Classic Analog Phase Shifters

Setting $s=j\omega$ in Eq.$\,$(N.1) gives the frequency response of the analog-phaser transfer function to be

$$H_a(j\omega) = \frac{j\omega-\omega_b}{j\omega+\omega_b}.$$

The phase response is readily found to be

$$\Theta_i(\omega) = \pi - 2\tan^{-1}\left(\frac{\omega}{\omega_b}\right).$$

Note that the phase is always $\pi$ at dc ($\omega=0$), meaning each allpass section inverts at dc. Also, at $\omega=\infty$ (remember we're talking about analog here), we get a phase of zero. In between, the phase falls from $\pi$ to 0 as frequency goes from 0 to $\infty$. In particular, at $\omega=\omega_b$, the phase has fallen exactly half way, to $\pi/2$. We will call $\omega=\omega_b$ the break frequency of the allpass section.^N.4

Figure N.2a shows the phase responses of four first-order analog allpass filters with $\omega_b$ set to $2\pi[100,200,400,800]$. Figure N.2b shows the resulting normalized amplitude response for the phaser, for $g=1$ (unity feedfoward gain). The amplitude response has also been normalized by dividing by 2 so that the maximum gain is 1. Since there is an even number (four) of allpass sections, the gain at dc is $1+(-1)(-1)(-1)(-1) = 1$. Put another way, the initial phase of each allpass section at dc is $\pi$, so that the total allpass-chain phase at dc is $4\pi$. As frequency increases, the phase of the allpass chain decreases. When it comes down to $3\pi$, the net effect is a sign inversion by the allpass chain, and the phaser has a notch. There will be another notch when the phase falls down to $\pi$. Thus, four allpass sections give two notches. For each notch in the desired response we must add two new allpass sections.

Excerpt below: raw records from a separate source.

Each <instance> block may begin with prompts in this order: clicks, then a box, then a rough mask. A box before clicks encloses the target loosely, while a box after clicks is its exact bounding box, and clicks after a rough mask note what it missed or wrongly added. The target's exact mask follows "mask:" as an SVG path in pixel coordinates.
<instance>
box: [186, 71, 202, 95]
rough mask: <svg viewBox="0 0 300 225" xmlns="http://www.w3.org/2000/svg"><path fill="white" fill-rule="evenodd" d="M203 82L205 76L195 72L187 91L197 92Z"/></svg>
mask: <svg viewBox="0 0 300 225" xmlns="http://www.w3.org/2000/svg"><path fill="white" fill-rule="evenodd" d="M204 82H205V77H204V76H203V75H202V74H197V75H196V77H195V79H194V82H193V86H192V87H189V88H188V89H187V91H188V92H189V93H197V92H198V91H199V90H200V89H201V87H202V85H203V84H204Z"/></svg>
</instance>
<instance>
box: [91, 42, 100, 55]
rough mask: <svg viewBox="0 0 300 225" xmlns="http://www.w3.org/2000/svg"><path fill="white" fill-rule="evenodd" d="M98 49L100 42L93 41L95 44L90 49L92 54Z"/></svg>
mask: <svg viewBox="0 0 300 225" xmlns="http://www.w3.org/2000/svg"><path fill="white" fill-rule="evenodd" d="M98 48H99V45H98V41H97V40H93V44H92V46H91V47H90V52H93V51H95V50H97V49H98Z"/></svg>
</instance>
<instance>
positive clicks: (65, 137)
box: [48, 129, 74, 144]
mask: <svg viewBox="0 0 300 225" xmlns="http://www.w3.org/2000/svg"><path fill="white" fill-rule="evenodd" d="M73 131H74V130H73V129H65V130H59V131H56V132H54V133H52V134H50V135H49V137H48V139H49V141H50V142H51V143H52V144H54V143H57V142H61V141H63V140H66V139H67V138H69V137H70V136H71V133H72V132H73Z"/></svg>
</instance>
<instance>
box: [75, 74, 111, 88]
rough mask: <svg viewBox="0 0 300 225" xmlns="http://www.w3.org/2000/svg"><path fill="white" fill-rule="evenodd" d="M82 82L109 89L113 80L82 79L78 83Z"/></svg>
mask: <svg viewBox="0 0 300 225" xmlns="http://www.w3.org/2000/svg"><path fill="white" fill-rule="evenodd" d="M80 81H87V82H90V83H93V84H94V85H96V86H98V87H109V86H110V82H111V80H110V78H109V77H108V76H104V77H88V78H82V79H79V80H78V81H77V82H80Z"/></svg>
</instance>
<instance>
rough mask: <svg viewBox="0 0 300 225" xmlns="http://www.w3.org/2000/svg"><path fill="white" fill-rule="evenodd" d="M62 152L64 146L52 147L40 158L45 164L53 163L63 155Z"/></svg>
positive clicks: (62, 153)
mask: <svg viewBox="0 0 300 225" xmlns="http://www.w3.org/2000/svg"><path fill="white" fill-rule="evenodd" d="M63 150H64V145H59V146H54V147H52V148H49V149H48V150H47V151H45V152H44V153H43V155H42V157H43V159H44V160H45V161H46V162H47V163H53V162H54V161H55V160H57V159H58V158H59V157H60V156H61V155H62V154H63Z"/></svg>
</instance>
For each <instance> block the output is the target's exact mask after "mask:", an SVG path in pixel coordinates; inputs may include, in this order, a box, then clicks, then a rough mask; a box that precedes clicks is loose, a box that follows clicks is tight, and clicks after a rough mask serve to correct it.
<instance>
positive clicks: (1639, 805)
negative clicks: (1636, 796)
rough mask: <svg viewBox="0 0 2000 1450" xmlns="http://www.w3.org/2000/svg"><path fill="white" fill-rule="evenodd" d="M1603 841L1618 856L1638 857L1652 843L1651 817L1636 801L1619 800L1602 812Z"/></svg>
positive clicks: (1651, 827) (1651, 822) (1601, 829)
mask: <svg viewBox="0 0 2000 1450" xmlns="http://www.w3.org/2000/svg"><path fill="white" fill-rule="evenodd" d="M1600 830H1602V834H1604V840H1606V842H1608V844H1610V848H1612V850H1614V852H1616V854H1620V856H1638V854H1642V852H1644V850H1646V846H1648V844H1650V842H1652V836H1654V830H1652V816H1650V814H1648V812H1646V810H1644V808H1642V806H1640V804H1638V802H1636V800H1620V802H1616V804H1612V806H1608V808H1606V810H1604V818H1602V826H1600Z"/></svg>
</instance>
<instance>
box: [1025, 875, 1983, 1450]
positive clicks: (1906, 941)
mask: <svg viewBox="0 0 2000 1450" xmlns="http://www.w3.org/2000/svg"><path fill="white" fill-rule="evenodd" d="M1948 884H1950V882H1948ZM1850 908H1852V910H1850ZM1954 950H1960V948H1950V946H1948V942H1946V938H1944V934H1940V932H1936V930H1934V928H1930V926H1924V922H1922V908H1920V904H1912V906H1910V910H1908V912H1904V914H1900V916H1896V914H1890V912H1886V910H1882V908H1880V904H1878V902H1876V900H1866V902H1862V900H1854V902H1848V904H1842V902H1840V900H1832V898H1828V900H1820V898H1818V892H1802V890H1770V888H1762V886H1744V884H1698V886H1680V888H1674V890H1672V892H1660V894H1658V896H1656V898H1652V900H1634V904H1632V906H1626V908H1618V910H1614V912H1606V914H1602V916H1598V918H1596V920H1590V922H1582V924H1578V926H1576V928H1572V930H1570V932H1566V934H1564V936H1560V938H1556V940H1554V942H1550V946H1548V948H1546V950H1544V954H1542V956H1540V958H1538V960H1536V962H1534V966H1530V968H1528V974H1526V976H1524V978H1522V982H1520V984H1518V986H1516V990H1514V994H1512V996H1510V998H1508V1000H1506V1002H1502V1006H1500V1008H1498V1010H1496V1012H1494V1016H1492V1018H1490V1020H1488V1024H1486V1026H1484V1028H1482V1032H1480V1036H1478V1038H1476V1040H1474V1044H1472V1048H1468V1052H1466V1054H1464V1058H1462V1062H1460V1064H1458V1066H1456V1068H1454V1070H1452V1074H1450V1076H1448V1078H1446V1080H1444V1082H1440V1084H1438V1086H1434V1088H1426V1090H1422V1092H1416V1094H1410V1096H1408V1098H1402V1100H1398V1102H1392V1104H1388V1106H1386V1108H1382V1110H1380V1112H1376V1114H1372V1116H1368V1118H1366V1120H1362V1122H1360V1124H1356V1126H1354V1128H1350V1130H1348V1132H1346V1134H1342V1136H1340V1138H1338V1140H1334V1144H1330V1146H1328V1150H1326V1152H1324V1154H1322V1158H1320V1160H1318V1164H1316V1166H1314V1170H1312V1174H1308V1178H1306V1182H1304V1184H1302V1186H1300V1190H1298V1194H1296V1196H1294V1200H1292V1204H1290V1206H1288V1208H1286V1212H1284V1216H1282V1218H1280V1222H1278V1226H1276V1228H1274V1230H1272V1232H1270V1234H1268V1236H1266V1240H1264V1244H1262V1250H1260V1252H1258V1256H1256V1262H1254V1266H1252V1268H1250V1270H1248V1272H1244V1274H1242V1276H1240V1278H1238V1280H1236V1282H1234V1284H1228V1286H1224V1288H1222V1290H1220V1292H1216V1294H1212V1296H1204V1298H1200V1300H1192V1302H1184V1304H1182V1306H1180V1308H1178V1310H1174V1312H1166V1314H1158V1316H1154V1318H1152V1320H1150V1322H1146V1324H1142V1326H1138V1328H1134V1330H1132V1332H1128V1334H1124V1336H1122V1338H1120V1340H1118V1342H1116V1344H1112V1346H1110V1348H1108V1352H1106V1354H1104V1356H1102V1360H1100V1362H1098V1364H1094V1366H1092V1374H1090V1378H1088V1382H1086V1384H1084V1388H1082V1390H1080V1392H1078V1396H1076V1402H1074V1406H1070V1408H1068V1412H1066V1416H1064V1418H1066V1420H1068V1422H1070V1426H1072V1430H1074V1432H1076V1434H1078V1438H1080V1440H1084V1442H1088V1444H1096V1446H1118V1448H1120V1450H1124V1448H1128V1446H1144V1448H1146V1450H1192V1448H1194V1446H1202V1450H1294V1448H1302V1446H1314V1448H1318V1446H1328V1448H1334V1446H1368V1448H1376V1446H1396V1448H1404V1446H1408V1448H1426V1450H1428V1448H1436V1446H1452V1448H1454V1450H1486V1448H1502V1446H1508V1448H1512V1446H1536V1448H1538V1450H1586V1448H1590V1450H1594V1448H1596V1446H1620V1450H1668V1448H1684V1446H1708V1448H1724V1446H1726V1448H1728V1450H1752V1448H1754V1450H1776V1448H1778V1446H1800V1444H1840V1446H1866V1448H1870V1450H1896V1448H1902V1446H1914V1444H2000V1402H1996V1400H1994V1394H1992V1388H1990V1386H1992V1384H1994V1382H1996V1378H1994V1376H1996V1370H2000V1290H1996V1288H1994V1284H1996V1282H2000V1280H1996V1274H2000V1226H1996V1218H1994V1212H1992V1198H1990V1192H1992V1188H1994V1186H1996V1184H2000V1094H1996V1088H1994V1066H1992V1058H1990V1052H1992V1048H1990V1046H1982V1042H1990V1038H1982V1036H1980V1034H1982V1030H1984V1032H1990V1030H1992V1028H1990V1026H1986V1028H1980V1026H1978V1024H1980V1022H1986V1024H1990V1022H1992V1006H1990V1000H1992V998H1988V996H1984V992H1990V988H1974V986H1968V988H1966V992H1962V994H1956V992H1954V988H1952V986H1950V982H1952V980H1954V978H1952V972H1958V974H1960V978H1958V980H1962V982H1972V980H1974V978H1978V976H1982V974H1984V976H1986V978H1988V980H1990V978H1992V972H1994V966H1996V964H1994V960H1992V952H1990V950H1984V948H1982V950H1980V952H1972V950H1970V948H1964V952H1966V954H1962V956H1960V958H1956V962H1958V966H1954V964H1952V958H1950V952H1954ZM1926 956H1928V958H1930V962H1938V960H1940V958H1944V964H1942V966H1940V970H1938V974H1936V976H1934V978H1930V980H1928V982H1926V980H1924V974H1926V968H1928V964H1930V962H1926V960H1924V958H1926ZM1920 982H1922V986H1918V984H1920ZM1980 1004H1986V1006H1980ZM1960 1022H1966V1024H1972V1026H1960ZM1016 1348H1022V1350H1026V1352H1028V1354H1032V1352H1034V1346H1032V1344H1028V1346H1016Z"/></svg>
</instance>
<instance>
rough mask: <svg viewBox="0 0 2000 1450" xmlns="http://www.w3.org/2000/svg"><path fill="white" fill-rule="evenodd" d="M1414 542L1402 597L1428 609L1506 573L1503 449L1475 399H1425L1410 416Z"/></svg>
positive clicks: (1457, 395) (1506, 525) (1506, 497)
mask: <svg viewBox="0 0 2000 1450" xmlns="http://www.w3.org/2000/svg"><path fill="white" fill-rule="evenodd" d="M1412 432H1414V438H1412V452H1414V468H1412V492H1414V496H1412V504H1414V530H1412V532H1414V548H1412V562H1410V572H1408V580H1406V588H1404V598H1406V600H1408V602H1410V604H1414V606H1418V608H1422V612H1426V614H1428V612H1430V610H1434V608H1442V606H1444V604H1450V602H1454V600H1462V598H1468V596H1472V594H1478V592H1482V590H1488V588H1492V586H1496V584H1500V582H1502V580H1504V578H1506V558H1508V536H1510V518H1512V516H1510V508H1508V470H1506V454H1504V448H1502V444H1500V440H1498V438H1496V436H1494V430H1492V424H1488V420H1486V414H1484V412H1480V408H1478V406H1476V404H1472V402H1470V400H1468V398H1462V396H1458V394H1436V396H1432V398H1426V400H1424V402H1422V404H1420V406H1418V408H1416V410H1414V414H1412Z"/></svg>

Figure N.2: (a) Phase reponses of first-order analog allpass sections with break frequencies at 100, 200, 400, and 800 Hz. (b) Corresponding phaser amplitude response.

From Fig.N.2b, we observe that the first notch is near $f=100$ Hz. This happens to be the frequency at which the first allpass pole ``breaks,'' i.e., $\omega=g_1$. Since the phase of a first-order allpass section at its break frequency is $\pi/2$, the sum of the other three sections must be approximately $2\pi + \pi/2$. Equivalently, since the first section has ``given up'' $\pi/2$ radians of phase at $\omega=g_1=2\pi100$, the other three allpass sections combined have given up $\pi/2$ radians as well (with the second section having given up more than the other two).

In practical operation, the break frequencies must change dynamically, usually periodically at some rate.